De l’autre coté du Pacifique, le principal compétiteur stratégique des Etats-Unis, la République Populaire de Chine, pourrait disposer dès 2027 d’une capacité de production annuelle de 300 à 400 nouveaux chasseurs de quatrième et de cinquième générations, conséquences de très importants investissements dans l’extension et la modernisation des infrastructures industrielles des deux principaux avionneurs du pays, Chengdu (J-10, J-20) et Shenyang (J-15, J-16 et J-35) .

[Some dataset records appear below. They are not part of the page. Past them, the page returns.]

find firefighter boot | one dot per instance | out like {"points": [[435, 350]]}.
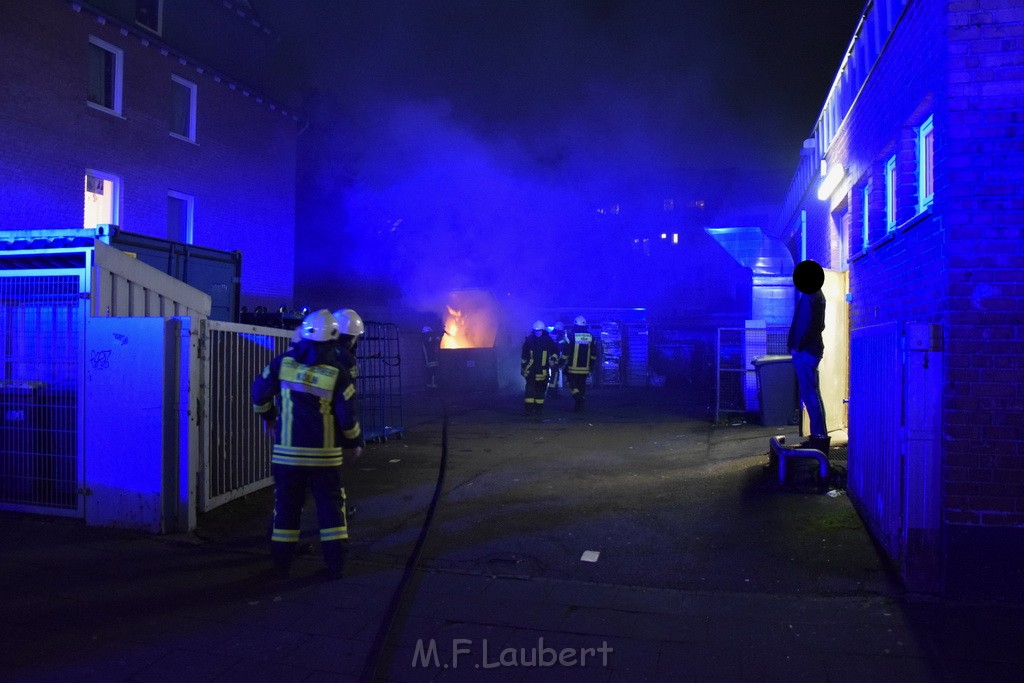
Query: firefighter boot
{"points": [[334, 557]]}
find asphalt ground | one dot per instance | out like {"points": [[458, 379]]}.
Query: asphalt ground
{"points": [[634, 541]]}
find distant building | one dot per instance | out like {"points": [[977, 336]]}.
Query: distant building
{"points": [[910, 191], [121, 113]]}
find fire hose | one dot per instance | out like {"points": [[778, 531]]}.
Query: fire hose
{"points": [[377, 651]]}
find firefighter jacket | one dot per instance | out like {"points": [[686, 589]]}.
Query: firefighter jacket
{"points": [[311, 394], [581, 352], [538, 352]]}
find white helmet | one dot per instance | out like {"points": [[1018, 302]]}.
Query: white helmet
{"points": [[349, 322], [320, 326]]}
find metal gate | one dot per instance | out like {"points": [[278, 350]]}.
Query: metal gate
{"points": [[378, 387], [235, 456], [875, 473], [42, 312]]}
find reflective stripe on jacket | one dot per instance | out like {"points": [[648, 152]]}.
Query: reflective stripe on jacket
{"points": [[310, 392]]}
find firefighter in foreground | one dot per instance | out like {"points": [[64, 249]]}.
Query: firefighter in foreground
{"points": [[540, 352], [557, 374], [580, 357], [306, 398]]}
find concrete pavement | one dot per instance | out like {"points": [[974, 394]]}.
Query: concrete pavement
{"points": [[705, 569]]}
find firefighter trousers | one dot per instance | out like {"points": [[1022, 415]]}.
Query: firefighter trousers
{"points": [[290, 485]]}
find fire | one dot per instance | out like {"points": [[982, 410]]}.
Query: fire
{"points": [[470, 323], [455, 331]]}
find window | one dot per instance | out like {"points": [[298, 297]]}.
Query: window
{"points": [[891, 194], [182, 109], [102, 199], [926, 164], [865, 212], [150, 13], [179, 217], [105, 63]]}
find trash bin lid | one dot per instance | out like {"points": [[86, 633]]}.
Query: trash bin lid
{"points": [[766, 359]]}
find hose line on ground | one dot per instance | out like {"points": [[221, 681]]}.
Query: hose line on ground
{"points": [[377, 651]]}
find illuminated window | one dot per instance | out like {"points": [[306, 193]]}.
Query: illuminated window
{"points": [[891, 194], [182, 109], [102, 199], [865, 198], [179, 217], [150, 13], [105, 65], [926, 164]]}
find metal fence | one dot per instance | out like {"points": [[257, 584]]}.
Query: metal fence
{"points": [[379, 383], [235, 451], [235, 457], [736, 382], [41, 346]]}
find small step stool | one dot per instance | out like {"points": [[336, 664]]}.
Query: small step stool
{"points": [[778, 454]]}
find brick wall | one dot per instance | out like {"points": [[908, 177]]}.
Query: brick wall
{"points": [[241, 170], [984, 222]]}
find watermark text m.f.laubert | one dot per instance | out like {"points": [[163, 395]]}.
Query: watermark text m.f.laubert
{"points": [[426, 655]]}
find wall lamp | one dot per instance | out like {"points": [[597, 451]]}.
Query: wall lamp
{"points": [[830, 180]]}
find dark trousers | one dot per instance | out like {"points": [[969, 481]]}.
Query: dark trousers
{"points": [[578, 385], [290, 485], [806, 367], [537, 388]]}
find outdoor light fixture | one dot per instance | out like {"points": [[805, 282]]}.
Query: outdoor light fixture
{"points": [[830, 181]]}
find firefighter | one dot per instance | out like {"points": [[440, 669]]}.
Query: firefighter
{"points": [[539, 353], [431, 353], [581, 356], [306, 398], [557, 378], [351, 329]]}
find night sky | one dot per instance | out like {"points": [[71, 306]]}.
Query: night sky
{"points": [[528, 146]]}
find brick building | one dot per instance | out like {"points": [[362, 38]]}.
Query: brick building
{"points": [[909, 193], [144, 115]]}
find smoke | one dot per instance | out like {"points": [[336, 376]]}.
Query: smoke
{"points": [[537, 151]]}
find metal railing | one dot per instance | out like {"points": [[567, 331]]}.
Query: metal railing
{"points": [[41, 346], [235, 451]]}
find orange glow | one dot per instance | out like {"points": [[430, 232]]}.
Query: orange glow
{"points": [[472, 324]]}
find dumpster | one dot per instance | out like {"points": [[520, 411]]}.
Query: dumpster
{"points": [[776, 390]]}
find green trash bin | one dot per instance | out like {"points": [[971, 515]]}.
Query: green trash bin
{"points": [[776, 390]]}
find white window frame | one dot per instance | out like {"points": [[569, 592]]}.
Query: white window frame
{"points": [[189, 213], [926, 164], [193, 96], [115, 187], [891, 194], [865, 212], [160, 18], [117, 85]]}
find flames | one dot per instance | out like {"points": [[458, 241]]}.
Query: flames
{"points": [[470, 323]]}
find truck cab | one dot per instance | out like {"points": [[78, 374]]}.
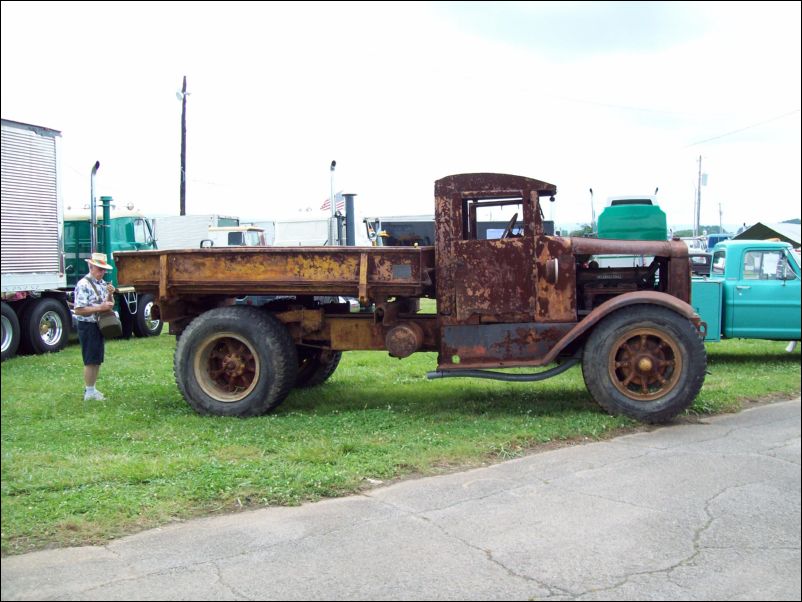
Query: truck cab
{"points": [[234, 236], [753, 291]]}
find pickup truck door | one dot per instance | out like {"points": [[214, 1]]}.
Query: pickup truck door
{"points": [[764, 301]]}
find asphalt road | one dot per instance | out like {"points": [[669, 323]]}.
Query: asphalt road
{"points": [[707, 511]]}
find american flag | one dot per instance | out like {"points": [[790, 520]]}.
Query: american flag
{"points": [[340, 200]]}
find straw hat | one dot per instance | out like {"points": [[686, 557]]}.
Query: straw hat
{"points": [[99, 260]]}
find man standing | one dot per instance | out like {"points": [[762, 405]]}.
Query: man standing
{"points": [[93, 296]]}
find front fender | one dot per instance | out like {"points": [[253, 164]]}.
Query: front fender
{"points": [[619, 302]]}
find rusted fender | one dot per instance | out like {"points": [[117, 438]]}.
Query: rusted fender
{"points": [[627, 299]]}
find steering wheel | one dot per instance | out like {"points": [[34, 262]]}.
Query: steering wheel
{"points": [[510, 226]]}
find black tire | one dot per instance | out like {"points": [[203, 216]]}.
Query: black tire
{"points": [[315, 366], [235, 361], [11, 332], [147, 322], [45, 326], [646, 362]]}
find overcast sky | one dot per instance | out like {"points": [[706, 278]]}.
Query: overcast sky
{"points": [[622, 97]]}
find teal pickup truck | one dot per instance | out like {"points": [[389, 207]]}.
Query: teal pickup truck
{"points": [[753, 292]]}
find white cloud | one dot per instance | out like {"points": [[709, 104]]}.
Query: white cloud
{"points": [[402, 94]]}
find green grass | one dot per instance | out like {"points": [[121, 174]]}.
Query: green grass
{"points": [[76, 472]]}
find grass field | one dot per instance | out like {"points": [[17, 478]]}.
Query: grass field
{"points": [[76, 472]]}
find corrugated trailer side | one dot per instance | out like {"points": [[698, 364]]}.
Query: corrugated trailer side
{"points": [[35, 314]]}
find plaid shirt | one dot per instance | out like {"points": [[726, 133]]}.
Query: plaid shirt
{"points": [[85, 296]]}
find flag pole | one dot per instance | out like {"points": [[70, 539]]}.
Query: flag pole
{"points": [[333, 204]]}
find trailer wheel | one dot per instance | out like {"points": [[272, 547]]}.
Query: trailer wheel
{"points": [[644, 362], [235, 361], [147, 322], [11, 332], [45, 326], [315, 366]]}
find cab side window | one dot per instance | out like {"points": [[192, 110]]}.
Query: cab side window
{"points": [[719, 258], [762, 265]]}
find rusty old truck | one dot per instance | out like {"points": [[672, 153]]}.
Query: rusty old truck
{"points": [[524, 299]]}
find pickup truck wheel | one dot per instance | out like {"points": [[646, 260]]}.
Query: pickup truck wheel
{"points": [[235, 361], [315, 366], [45, 326], [645, 362], [11, 332]]}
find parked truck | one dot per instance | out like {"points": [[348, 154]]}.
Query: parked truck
{"points": [[35, 315], [121, 229], [37, 277], [524, 300], [192, 231], [753, 292]]}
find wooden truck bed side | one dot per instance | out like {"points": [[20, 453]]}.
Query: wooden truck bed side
{"points": [[366, 273]]}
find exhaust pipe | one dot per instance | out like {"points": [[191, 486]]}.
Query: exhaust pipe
{"points": [[93, 209]]}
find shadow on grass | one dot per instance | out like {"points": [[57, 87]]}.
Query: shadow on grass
{"points": [[334, 398], [747, 358]]}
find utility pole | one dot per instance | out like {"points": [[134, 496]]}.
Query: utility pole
{"points": [[182, 96], [698, 200], [333, 237]]}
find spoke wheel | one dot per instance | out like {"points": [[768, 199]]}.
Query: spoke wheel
{"points": [[235, 361], [226, 367], [645, 364]]}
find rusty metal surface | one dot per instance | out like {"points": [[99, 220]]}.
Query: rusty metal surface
{"points": [[474, 277], [515, 301], [555, 275], [498, 345], [606, 246], [385, 271]]}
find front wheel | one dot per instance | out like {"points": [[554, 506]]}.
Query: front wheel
{"points": [[235, 361], [645, 362], [146, 321]]}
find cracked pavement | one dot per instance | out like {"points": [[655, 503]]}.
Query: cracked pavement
{"points": [[703, 511]]}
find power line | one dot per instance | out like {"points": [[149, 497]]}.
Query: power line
{"points": [[754, 125]]}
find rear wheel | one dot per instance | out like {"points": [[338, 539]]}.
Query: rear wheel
{"points": [[11, 332], [315, 366], [235, 361], [45, 326], [645, 362]]}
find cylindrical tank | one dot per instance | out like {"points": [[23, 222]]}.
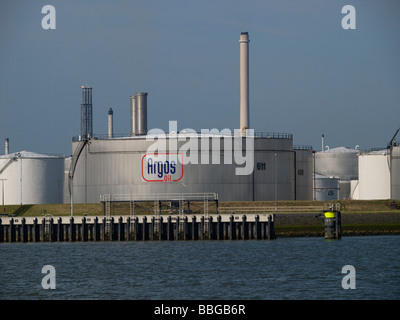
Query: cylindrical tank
{"points": [[338, 162], [374, 175], [141, 113], [128, 166], [326, 188], [304, 167], [395, 172], [31, 178]]}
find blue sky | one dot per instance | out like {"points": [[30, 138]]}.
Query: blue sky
{"points": [[308, 76]]}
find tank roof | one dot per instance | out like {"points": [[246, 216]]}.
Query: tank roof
{"points": [[29, 154]]}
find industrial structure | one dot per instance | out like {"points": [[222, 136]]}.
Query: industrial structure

À titre de comparaison, Lockheed Martin produit environ 156 F-35 par an, alors que l’usine de Saint-Louis de Boeing livre de 30 à 50 F-15 et F/A-18E/F par an. L’usine de Chengdu, de son coté, a été étendue et modernisée, et permettrait d’assembler plus de 120 J-20 par an, accélérant la constitution d’un inventaire moderne.
En matière de chasseur de 5eme génération, le seul appareil produit aujourd’hui par l’industrie aéronautique américaine est le F-35. Selon Lockheed Martin, relancer la production du F-22 Raptor, qui demeure un appareil de 5eme génération parfaitement capable, serait inenvisageable sans un commande massive, et ce avec des couts et des délais incohérents avec les besoins.
Ce constat accentue la dépendance de l’US Air Force à une flotte existante et vieillissante d’un peu plus de 120 F-22 aptes au combat, mais dont les tentes années de service nécessitent à présent une rénovation pour maintenir la disponibilité. Enfin, en dépit des réformes des acquisitions en cours au sein de l’US Air Force, et plus largement, du Pentagone, afin de corriger les excès contractuels observés avec les programmes F-22 et F-35, les bénéfices d’une concurrence accrue entre avionneurs américains, ne sont pas attendus avant plusieurs années, probablement une décennie.
Le chasseur F-47 voit son entrée en service repoussée vers le milieu des années 2030
Dans ce cadre contraint, un glissement majeur affecte le potentiel de supériorité aérienne à venir de l’US Air Force, avec le report vers le milieu des années 2030, de l’entrée en service du F-47 de Boeing, le futur avion de combat de 6eme génération issu du programme Next Génération Air Dominance, ou NGAD, et confié il y a un an à Boeing. En effet, si le message autour du premier vol de l’appareil reste chaotique, certains rapports faisant état de 2028, d’autres affirmant que l’appareil volerait déjà, un consensus semble à présent se former, pour écarter l’hypothèse d’une entrée en service pour 2030 ou peu après, avancée par l’exécutif US, et pour poser 2035 comme date d’entrée en service probable pour ce programme.